1 Gaussian Process regression and Bayes statistics

In the following Video 1, we explain the concepts behind Bayes statistic, and how this relates to GP regression. We also introduce type-II MLE, later discussed here.

Video 1: Bayes statistic & Gaussian Process regression. The metaphor of the detective is borrowed from (Kruschke and Liddell (2018)).

2 Posterior updates

In this other short Video 2, we simply illustrate how the posterior gets updated when new data points are collected.

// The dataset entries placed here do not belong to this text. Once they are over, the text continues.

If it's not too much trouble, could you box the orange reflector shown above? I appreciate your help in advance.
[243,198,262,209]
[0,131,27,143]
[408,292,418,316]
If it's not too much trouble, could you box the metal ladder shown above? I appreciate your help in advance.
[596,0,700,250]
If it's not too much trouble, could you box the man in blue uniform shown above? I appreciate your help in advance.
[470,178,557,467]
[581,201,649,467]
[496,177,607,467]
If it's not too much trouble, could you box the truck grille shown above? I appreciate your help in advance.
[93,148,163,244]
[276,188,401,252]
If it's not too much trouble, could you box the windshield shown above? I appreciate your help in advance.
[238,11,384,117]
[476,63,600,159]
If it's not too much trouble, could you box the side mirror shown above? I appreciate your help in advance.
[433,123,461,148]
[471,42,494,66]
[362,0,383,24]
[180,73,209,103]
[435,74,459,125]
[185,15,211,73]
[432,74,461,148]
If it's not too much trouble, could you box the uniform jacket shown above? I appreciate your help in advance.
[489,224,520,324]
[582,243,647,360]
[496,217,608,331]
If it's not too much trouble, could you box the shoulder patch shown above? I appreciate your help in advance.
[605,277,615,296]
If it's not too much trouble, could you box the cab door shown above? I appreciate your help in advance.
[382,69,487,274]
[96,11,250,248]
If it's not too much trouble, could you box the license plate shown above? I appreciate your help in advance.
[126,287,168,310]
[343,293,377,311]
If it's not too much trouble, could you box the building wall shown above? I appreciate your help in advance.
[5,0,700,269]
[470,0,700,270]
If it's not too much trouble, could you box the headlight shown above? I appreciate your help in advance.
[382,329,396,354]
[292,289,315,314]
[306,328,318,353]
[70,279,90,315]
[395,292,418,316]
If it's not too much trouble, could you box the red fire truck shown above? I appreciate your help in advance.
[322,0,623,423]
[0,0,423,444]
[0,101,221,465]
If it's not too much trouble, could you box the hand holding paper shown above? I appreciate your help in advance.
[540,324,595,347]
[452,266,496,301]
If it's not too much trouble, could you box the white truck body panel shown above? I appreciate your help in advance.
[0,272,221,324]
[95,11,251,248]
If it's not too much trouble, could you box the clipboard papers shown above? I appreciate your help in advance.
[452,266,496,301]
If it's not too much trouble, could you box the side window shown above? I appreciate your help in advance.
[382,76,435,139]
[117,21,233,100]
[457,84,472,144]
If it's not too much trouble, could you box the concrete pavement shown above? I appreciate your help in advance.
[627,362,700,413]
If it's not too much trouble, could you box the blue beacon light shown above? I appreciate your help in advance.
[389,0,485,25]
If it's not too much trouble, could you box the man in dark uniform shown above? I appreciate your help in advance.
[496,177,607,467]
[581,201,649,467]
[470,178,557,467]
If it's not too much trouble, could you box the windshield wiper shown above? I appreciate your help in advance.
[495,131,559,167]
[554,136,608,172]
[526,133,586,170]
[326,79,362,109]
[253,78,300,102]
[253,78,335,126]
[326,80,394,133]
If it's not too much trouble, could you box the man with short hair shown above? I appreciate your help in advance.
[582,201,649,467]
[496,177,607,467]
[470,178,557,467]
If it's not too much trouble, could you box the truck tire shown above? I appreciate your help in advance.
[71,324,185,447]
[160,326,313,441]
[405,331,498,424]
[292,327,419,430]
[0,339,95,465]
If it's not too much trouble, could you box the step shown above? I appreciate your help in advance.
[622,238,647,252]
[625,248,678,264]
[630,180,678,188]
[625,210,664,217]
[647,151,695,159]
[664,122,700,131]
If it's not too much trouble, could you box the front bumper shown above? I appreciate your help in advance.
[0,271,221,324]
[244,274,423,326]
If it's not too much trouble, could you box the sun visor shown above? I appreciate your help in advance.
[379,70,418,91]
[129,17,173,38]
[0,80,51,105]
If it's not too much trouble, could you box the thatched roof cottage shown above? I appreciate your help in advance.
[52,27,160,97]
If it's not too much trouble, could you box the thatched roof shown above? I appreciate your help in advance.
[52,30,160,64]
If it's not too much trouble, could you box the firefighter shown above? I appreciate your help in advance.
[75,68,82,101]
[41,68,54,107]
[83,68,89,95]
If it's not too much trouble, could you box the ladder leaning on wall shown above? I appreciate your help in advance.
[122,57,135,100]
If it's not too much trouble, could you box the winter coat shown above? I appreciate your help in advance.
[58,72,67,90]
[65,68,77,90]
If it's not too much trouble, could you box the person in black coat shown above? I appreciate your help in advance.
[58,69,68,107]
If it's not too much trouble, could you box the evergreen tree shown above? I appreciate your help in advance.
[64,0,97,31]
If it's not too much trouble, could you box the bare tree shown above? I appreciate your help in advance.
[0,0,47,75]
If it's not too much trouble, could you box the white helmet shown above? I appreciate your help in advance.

Video 2: Updating the posterior distribution with data collection. We start with a very simple GP prior, centred in 0 and with a constant 95% confidence region along the x-axis. As data are observed (data collection), the likelihood changes, hence updating the posterior distribution of the function via Bayes rule. The animation is a screen recording from this website (Görtler, Kehlbeck, and Deussen (2019)).

3 To go further

For interested and advanced users, we refer to the following website (Görtler, Kehlbeck, and Deussen (2019)) for a nice and visual introduction to GPs, and to the following fundamental book (Williams and Rasmussen (2006)).

References

Görtler, Jochen, Rebecca Kehlbeck, and Oliver Deussen. 2019. “A Visual Exploration of Gaussian Processes.” Distill. https://doi.org/10.23915/distill.00017.
Kruschke, John K., and Torrin M. Liddell. 2018. “The Bayesian New Statistics: Hypothesis Testing, Estimation, Meta-Analysis, and Power Analysis from a Bayesian Perspective.” Psychon Bull Rev 25 (1): 178–206. https://doi.org/10.3758/s13423-016-1221-4.
Williams, Christopher KI, and Carl Edward Rasmussen. 2006. Gaussian Processes for Machine Learning. Vol. 2. 3. MIT press Cambridge, MA.